Wednesday, November 08, 2006

Weak stomach? Skip this one.

I will preface this with a little background information: I’m not a puker. The last time I barfed was the summer before my senior year of high school. I’d taken a real whopper of a pain killer for my bad back. My stomach rejected it. Violently. Prior to that day, I hadn’t vomited since fourth grade. I was out of practice. As a result, I honked on the floor of my bedroom. And then the bathroom floor.

My mom looked like she wanted to execute me as she asked, through clenched teeth, why her 16-year-old couldn’t puke in the toilet like a normal human.

I didn’t have enough practice!

Anyway. On to our story.

After the Michigan-Iowa game that I went to with my mom, we met up with my sister (who had been sitting in the student section) and one of her good friends. We were all mighty hungry. Starving, even. So hungry, in fact, that we didn’t think we could weather a long wait at a decent restaurant.

Any restaurant that is truly a campus institution is packed after any game.

Joe’s Crab Shack? Not a campus institution. Not even technically on campus, in fact. But we got a table right away and it was very fast and we were all stuffed and happy when we left.

On the drive home, Mom made some comment along the lines of "geez, I’m not used to eating so much fried food. You’d think they could throw a vegetable or two on the plate with the fried fish and fried shrimp. But do they? No. They serve it nestled in a bed of fries."

I was too full to chime in my own commentary.

A telltale rumble in my belly awoke me at 1:00 am. I made a mad sprint for my bathroom, blazing down the hall with my hair blowing in the wind and my hands pressed to my mouth.

It had been a long time.

But I knew.

And I knew that I needed to make my mother proud.


I made it to the bathtub, which seemed like an acceptable alternative. I barfed and, as any 24-year-old would do, I went to get my mom.

"Mom? Mom? Psssst! Mom! I just threw up."

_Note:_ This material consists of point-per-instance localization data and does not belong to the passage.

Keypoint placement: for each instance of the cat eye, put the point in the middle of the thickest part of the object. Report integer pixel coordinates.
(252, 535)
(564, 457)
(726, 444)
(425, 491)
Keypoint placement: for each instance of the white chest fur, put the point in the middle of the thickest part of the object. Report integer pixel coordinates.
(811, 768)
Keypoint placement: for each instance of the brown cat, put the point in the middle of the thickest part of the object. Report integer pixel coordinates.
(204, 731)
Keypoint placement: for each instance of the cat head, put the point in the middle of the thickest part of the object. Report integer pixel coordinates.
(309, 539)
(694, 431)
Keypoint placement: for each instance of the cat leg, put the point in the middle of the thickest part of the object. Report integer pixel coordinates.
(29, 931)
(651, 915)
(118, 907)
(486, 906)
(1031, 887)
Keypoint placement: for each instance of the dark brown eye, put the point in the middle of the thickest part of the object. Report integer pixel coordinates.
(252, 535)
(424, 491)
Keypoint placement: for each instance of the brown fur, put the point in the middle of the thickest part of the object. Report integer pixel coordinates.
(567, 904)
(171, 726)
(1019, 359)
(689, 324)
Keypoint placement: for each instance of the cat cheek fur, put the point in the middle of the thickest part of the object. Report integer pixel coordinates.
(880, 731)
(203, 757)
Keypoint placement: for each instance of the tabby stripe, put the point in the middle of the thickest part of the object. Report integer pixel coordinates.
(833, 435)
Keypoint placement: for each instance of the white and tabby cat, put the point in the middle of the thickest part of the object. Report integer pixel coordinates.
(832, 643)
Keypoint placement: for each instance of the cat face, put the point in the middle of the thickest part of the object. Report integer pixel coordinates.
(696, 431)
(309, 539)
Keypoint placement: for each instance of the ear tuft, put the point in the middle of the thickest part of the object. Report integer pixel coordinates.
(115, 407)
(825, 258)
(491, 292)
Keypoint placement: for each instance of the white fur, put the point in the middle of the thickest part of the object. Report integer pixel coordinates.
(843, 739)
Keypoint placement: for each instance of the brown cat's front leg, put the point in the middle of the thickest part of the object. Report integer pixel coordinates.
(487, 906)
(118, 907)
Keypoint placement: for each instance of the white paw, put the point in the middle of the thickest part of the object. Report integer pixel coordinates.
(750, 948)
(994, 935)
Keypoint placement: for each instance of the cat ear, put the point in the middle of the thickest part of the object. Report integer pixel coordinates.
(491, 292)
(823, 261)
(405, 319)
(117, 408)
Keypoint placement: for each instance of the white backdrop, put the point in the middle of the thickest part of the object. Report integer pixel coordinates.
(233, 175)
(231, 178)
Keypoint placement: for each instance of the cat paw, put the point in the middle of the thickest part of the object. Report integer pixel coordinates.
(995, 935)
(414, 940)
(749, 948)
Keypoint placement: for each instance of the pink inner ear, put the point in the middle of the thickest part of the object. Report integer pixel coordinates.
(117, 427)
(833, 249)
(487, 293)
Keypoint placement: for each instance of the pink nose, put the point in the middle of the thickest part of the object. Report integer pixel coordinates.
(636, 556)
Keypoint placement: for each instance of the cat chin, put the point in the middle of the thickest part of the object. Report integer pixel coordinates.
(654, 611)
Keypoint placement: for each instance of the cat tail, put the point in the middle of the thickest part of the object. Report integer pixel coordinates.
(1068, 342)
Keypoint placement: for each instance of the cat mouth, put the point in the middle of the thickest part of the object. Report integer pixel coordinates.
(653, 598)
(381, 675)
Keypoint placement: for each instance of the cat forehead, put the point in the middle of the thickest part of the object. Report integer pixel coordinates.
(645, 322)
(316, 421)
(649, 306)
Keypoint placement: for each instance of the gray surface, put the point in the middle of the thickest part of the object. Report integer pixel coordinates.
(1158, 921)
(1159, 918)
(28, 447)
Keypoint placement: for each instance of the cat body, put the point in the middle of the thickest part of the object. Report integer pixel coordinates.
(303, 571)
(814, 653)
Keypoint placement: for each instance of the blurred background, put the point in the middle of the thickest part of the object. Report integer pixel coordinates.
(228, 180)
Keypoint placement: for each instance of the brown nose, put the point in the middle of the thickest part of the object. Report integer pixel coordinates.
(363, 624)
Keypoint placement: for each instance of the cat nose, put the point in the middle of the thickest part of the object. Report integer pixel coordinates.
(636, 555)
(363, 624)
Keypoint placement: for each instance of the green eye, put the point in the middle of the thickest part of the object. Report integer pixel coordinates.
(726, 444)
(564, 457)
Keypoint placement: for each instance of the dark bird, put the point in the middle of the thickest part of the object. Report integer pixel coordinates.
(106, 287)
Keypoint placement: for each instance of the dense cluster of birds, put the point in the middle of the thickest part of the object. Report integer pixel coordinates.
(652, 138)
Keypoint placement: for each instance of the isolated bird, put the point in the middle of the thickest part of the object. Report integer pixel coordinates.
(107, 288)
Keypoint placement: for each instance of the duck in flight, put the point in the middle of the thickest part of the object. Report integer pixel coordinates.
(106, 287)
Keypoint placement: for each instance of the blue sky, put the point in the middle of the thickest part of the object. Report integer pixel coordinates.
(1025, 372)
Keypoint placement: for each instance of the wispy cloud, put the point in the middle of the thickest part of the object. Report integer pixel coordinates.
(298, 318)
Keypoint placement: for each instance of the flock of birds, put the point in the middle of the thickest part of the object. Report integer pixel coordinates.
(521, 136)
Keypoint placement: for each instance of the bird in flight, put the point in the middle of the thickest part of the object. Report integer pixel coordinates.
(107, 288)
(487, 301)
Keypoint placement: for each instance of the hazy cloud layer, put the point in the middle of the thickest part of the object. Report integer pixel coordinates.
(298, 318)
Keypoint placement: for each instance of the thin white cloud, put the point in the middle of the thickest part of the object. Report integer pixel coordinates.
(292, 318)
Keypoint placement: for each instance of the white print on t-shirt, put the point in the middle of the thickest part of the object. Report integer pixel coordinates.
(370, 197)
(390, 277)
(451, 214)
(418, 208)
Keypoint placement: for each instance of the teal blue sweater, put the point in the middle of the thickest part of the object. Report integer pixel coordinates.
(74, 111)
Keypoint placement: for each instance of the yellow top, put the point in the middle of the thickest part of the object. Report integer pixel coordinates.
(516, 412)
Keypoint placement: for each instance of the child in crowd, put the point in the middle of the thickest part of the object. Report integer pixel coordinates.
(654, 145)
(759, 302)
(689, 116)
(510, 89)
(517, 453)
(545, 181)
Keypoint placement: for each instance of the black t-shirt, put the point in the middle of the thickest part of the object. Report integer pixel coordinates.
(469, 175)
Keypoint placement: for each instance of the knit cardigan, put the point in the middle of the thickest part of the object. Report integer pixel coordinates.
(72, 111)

She looked like she wanted to strangle me before she even opened up her eyes. "Where?"

"On my sleeve." I inserted a dramatic pause. "And in the bathtub." I pushed my voice to assure that she'd feel sorry for me.

"Then wash it down the drain!" Her pity wasn't exactly palpable. I shuffled back to the bathroom to take care of my mess. On my own.

I go into the bathroom and turn the water on as high as it can go. In addition to improving the water pressure this maneuver, of course, also made the water really hot.

I was, essentially, steaming the vomit in the bathtub.

And then my mom came to help me.

Completely naked.

(Due to menopause, not my father, thankyouverymuch.)

So there I am, with my naked mother, wearing vomit on my sleeve.

This might be a good time to tell you all that my mother is a nurse by profession. She doesn't practice full time but, as a professor, she's frequently in the hospital with her students.

We all know that nurses are well versed in the gross.

So imagine my surprise when my half-asleep and completely naked mother peers into the bathtub, takes in the sensory overload that was my barf, turns around and pukes - TWICE - into the toilet.

And that is the story of how I made my nurse mother vomit in the nude.

It's an accomplishment for the ages.


Susan said...

This story is as hilarious as it is disgusting. As a fellow out-of-practice-puker I feel your pain...and your sense of accomplishment. :-p

Amy said...

I am not a puker, either. But I'd be the mother yelling down the hall that you were old enough now to puke alone!!

By the way, I hate to see what google hits you get for "mother puking in the nude".